Economia 09/04/2025 06:14

EUA x China: Trump paga para ver, e Xi entra na guerra comercial. O que esperar da economia global agora?

A guerra comercial desencadeada pelo presidente dos Estados Unidos, Donald Trump, entrou em novo patamar. Após a primeira reação da China às suas “tarifas recíprocas”, ele anunciou ontem que pode impor à China novas tarifas de 50%, o que levaria as sobretaxas a um total de 104%.

Isso alimentou o pânico nos mercados acionários globais, que já haviam aberto em forte queda na Ásia como reflexo da retaliação de Pequim, anunciada na sexta-feira. Segundo a Bloomberg e cálculos da consultoria Elos Ayta, desde o anúncio do tarifaço, na quarta-feira, as perdas nos principais mercados acionários globais ultrapassam os US$ 8 trilhões.

Trump ressaltou que não vai ceder nas tarifas. Mas a Casa Branca já começou a negociar com o Japão e cerca de 50 países, segundo o secretário do Tesouro, Scott Bessent.

Na noite de ontem, o governo de Xi Jinping prometeu “lutar até o fim” caso os EUA insistam em impor novas tarifas.

“A ameaça dos EUA de aumentar as tarifas sobre a China é um erro sobre outro erro. Se os EUA insistirem em seu próprio caminho, a China lutará até o fim”, disse o Ministério do Comércio da China, que pediu diálogo para resolver disputas.

O recado vem depois de Pequim ter anunciado, na sexta-feira, que iria retaliar os EUA no melhor estilo “olho por olho”, aplicando a partir de 10 de abril uma tarifa de 34% sobre todos os produtos americanos.

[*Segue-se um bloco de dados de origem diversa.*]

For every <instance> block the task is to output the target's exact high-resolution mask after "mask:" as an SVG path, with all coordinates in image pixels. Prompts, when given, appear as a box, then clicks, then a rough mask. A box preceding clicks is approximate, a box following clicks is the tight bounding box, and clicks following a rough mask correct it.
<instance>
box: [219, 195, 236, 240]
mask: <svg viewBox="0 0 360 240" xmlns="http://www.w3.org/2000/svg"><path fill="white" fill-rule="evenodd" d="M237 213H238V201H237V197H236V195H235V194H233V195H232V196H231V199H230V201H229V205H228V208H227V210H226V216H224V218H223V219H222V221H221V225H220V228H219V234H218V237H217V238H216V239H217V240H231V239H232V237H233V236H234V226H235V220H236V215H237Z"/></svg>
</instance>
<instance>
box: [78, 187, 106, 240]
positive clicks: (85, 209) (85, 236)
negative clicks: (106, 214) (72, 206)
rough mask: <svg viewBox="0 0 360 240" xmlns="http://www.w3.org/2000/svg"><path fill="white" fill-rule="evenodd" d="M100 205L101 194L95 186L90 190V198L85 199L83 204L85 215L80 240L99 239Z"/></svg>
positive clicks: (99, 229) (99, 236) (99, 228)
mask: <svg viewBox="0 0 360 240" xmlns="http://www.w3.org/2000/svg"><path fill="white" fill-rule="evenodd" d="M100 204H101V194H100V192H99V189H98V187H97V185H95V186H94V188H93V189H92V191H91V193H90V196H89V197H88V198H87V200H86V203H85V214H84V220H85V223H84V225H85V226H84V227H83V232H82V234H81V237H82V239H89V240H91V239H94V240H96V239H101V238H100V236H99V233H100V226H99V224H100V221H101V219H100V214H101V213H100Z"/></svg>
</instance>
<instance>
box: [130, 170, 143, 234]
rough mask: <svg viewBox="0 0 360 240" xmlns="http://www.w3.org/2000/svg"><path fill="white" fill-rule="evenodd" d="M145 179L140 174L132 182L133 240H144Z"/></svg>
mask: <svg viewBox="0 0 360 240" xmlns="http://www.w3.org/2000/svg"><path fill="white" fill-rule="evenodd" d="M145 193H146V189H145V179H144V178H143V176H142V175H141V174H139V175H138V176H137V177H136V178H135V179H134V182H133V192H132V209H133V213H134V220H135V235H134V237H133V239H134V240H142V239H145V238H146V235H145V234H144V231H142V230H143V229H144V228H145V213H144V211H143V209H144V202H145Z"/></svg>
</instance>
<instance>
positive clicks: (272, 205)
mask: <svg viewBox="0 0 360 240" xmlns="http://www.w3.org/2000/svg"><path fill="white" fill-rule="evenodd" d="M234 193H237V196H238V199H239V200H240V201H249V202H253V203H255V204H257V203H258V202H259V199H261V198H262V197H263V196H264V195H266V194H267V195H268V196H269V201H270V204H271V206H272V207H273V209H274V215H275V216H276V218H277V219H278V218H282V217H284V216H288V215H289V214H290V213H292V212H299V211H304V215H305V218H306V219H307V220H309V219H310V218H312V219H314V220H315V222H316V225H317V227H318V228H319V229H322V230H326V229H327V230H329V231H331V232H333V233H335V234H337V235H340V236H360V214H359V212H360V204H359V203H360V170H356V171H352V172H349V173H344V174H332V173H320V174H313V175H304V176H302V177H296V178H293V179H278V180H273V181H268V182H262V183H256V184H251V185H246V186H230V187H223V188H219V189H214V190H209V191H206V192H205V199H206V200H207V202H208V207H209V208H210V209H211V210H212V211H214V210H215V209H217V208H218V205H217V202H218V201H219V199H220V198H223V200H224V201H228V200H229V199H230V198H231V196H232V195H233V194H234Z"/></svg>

O presidente dos EUA, Donald Trump, assina ordem executiva que impõe tarifas recíprocas — Foto: Saul Loeb/AFP
O presidente dos EUA, Donald Trump, assina ordem executiva que impõe tarifas recíprocas — Foto: Saul Loeb/AFP

— Deixamos claro, em diversas ocasiões, que pressionar ou ameaçar a China não é a maneira correta de negociar conosco. A China defenderá com firmeza seus direitos e interesses legítimos — disse à AFP o porta-voz da Embaixada chinesa nos EUA, Liu Pengyu.

O dia ontem foi de perdas nas bolsas em todo o mundo. Em Nova York, houve forte volatilidade. No fim da manhã, os índices chegaram a subir com força após rumores de que Trump estaria disposto a adiar a entrada em vigor das tarifas por até 90 dias.

O Nasdaq saltou 4,19%, o S&P 500 avançou 3,18% e o Dow Jones chegou a subir 2,19%. A Casa Branca, porém, desmentiu os rumores, e os índices voltaram a cair, encerrando em queda de 0,91% (Dow Jones) e 0,23% (S&P 500). Já o Nasdaq conseguiu fechar em alta de 0,10%.

O que esperar?

Cristiano Oliveira, diretor de pesquisa econômica do Banco Pine, explica que a crise vem do fato de que o mercado “não consegue precificar incerteza”:

— O mercado tem incerteza sobre o quão recessivas essas políticas podem ser. Além do aspecto recessivo (das tarifas), também aparece um potencial inflacionário muito grande e, pior, persistente.

‘Espetáculo circense’

No Brasil, o Ibovespa encerrou em queda de 1,31%, aos 125.588 pontos. Segundo Luciano Telo, chefe de investimentos no braço de gestão de fortunas do suíço UBS, o Brasil acompanhou a desvalorização global por “falta de história própria”.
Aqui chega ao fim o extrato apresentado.